What else is needed?

  • A spooling directory. You can use /var/spool/rwho (the default). Be aware that network traffic can be very high when exporting this directory. So if there are many computers accessing this directory you should apply some caching or tuning. This can range from some special exporting/mounting parameters for this directory, copying all files periodically to a more specialized fileserver or using of cache files with preformated output (see README).
  • A maintained list with valid hosts. Do not forget to update this list periodically.
    Also hostnames of damaged resp. permanently disconnected computers must be manually deleted from the spooling directory.
  • On each client that should access the spooling directory it's necessary to link or mount in /var/spool/rwho to the server spooling directory. So that all client programs may find the correct files in the usual place.
Now for testing the server: Write the hostname of a to be monitored computer in a file and start the server with this (absolute) filename as argument. Now the server should start querying the remote host and created whod.<hostname> files should appear in the spooling dir.

So this rwhod++ system has some advantages over the traditional system. The subnet-, network traffic problem and mostly the data protection and security problems are solved.
Some disadvantages are unfortunately coming along:

  • This system brings more dependence to the network.
    This means: With the former system every host was independent and maintained his own list of hosts.
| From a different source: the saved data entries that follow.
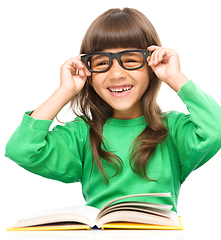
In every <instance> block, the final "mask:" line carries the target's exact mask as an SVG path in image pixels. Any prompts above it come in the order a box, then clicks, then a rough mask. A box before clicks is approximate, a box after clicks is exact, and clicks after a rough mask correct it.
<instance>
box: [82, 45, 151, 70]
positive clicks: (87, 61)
mask: <svg viewBox="0 0 221 240" xmlns="http://www.w3.org/2000/svg"><path fill="white" fill-rule="evenodd" d="M148 56H149V50H146V49H132V50H126V51H123V52H118V53H108V52H95V53H90V54H85V55H83V56H81V61H82V62H83V63H84V64H85V66H86V67H87V69H88V70H89V71H90V72H92V73H102V72H107V71H108V70H109V69H110V68H111V65H112V61H113V59H117V61H118V62H119V64H120V66H121V67H122V68H124V69H126V70H136V69H140V68H142V67H143V66H144V65H145V63H146V60H147V57H148Z"/></svg>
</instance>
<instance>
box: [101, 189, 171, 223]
mask: <svg viewBox="0 0 221 240" xmlns="http://www.w3.org/2000/svg"><path fill="white" fill-rule="evenodd" d="M132 197H171V193H143V194H134V195H128V196H123V197H119V198H116V199H114V200H112V201H110V202H108V203H107V204H105V205H104V206H103V207H102V208H101V209H100V213H99V214H98V216H97V219H98V218H99V217H100V215H101V214H102V212H103V211H104V210H105V209H106V208H108V207H109V206H110V205H112V204H114V203H115V202H118V201H120V200H123V199H129V198H132ZM138 203H140V202H138ZM165 206H168V205H165ZM170 209H171V208H170Z"/></svg>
Now it's necessary to use the global maintained list.
  • The content of the spooling directory is endian specific to the server.
    This means: If you have a heterogeneous network with more than one processor architecture (like: i386 and PowerPC) than you will have a problem with the byteorder. The files produced with the PowerPC-server are not readable by computers with an intel-chip (i386 arch) inside.
    This is solvable e.g. with some adapted tools.


This rwhod++ is only one possible replacement for the traditional rwhod system. There are a lot of other systems on market that fits the purpose of monitoring and even more. This ranges from security scanners like nessus, some gnome or kde developments or big solutions like IBM Tivoli.